Your unrelated link of the week: Dog Shaming. I have a parrot, rabbit, and lizard. They seem like easy, normal pets compared to some of these stories.
I mentioned open-sourced CDE here before, but it makes me happy to see someone planning to do a bunch of work on it that will hopefully make it upstream, and specifically include DragonFly.
Remember how I pointed at BSDEvent’s collection of slides from 3 different BSD conventions? Well, now’s it is a lot more conventions. As in multiple years of convention slides.
The weather is finally turning cooler, which makes me happy.
- I don’t think I’ve seen this before: Very old UNIX releases, listed for running in emulation. (via)
- Where the red-black tree name came from. A red-black tree underpins Hammer 1’s data structures, though it does not in Hammer 2. (also via)
- Someone with a HP passport login want to help this guy? He just needs to reinstall Windows in IDE mode, or perhaps find the right sysctl to toggle.
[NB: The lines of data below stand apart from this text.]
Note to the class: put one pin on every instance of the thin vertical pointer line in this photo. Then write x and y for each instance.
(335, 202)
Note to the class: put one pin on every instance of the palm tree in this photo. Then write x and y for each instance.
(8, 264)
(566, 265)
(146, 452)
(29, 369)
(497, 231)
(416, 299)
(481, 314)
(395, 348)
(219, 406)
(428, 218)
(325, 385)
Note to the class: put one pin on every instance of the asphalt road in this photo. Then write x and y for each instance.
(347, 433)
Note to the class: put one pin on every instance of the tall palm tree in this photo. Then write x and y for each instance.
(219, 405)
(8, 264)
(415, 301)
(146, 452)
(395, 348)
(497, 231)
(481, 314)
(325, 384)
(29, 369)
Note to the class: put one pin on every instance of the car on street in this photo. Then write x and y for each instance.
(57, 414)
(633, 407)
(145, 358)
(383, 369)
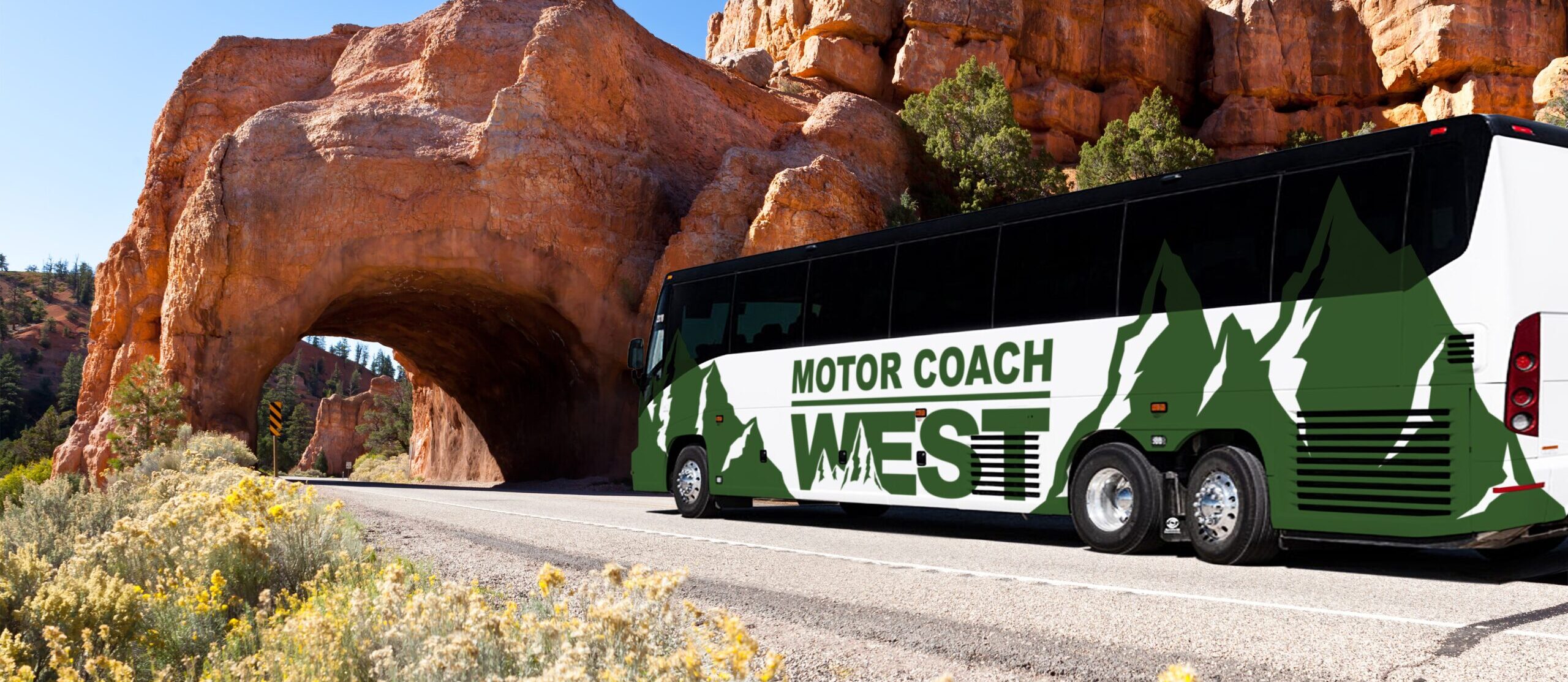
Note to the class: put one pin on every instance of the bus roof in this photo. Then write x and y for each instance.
(1473, 129)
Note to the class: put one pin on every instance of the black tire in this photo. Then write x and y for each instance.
(698, 504)
(1521, 552)
(861, 510)
(1123, 476)
(1238, 504)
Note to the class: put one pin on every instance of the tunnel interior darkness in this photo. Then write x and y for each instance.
(511, 361)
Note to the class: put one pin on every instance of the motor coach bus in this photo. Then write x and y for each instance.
(1362, 341)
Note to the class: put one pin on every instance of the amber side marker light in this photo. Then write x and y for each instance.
(1531, 487)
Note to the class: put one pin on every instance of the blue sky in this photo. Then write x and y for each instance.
(82, 82)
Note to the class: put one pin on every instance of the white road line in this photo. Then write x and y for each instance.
(985, 574)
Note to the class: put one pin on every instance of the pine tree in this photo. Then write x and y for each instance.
(390, 422)
(1148, 143)
(146, 410)
(970, 127)
(13, 411)
(297, 436)
(69, 383)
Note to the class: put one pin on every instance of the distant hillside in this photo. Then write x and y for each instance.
(41, 325)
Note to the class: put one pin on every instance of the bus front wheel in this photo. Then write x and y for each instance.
(1115, 501)
(1228, 509)
(689, 483)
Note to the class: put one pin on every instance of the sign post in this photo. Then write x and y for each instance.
(275, 424)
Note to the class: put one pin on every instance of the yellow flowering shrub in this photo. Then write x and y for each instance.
(194, 566)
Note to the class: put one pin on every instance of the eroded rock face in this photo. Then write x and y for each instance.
(1317, 65)
(337, 417)
(485, 189)
(497, 187)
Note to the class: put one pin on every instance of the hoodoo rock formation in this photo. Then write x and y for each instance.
(497, 187)
(337, 436)
(1245, 72)
(485, 189)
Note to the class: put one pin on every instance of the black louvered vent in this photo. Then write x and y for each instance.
(1006, 464)
(1462, 349)
(1374, 461)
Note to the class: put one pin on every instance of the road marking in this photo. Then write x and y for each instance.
(987, 574)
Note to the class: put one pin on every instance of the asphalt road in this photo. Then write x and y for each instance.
(919, 593)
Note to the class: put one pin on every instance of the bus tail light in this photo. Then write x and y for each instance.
(1525, 377)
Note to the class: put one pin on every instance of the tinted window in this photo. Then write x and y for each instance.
(1059, 268)
(769, 308)
(1360, 229)
(1440, 206)
(698, 317)
(1220, 240)
(847, 297)
(944, 284)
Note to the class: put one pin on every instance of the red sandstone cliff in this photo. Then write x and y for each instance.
(337, 419)
(496, 187)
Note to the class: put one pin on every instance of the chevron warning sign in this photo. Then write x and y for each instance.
(275, 417)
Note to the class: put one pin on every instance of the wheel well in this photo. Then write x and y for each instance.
(675, 450)
(1180, 460)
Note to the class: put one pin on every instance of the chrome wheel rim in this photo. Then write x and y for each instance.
(689, 482)
(1214, 507)
(1109, 501)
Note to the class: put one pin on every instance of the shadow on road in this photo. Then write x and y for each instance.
(1051, 531)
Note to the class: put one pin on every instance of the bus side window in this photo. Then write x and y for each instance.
(1360, 239)
(1059, 268)
(944, 284)
(847, 297)
(698, 322)
(1440, 208)
(769, 309)
(1220, 237)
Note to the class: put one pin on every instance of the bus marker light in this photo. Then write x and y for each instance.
(1532, 487)
(1523, 422)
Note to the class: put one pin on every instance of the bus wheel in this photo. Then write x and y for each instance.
(689, 483)
(863, 512)
(1228, 517)
(1115, 501)
(1521, 552)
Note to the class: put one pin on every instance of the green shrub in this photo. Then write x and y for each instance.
(23, 474)
(970, 129)
(1150, 143)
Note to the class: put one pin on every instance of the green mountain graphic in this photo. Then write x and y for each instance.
(1365, 352)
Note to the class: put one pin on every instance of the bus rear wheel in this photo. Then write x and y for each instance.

- The acme editor, from Plan 9. I didn’t realize it’s 20 years old.
- Speaking of editors, Replace in Multiple Files with Vim. I haven’t seen the argdo command before, or the Vim Ninjas site. Their color schemes article is useful just for the screenshots. (via)
- Adbuntu. It’s not as bad or as inconsequential as most reactions would lead you to believe, but advertising within an OS seems heavy-handed. The BSD model has been to use the operating system as a vehicle for selling hardware, and that’s been much more successful. (see iOS, PC-BSD.)
- Where Did the Internet Come From?
- The map for Adventure. (via)
Your unrelated link of the day: Victorian Sci-Fi. It’s not just a reference list, it’s a link to a lot of the original material, since copyright no longer applies.
BSD Events linked to the presentations for FOSDEM 2012, BSD-Day Europe 2012, and BSDCan 2012. There’s a lot of reading there for you – and even some video.
Francois Tigeot benchmarked the recent Postgres 9.3 release. Postgres apparently switched to using mmap instead of SYSV shared memory, and Francois has done this to show the performance differences. (view the PDF in his post.) Of course, work has continued since this was posted, so there should be new numbers soon, and new changes I’ll document in a future post.
I haven’t found a reference to the exact decision Postgres made on how to handle memory; please post a link in comments if you know a good source.
The September issue of BSD Magazine is out, as a free PDF as usual. Visit the site to find out the table of contents.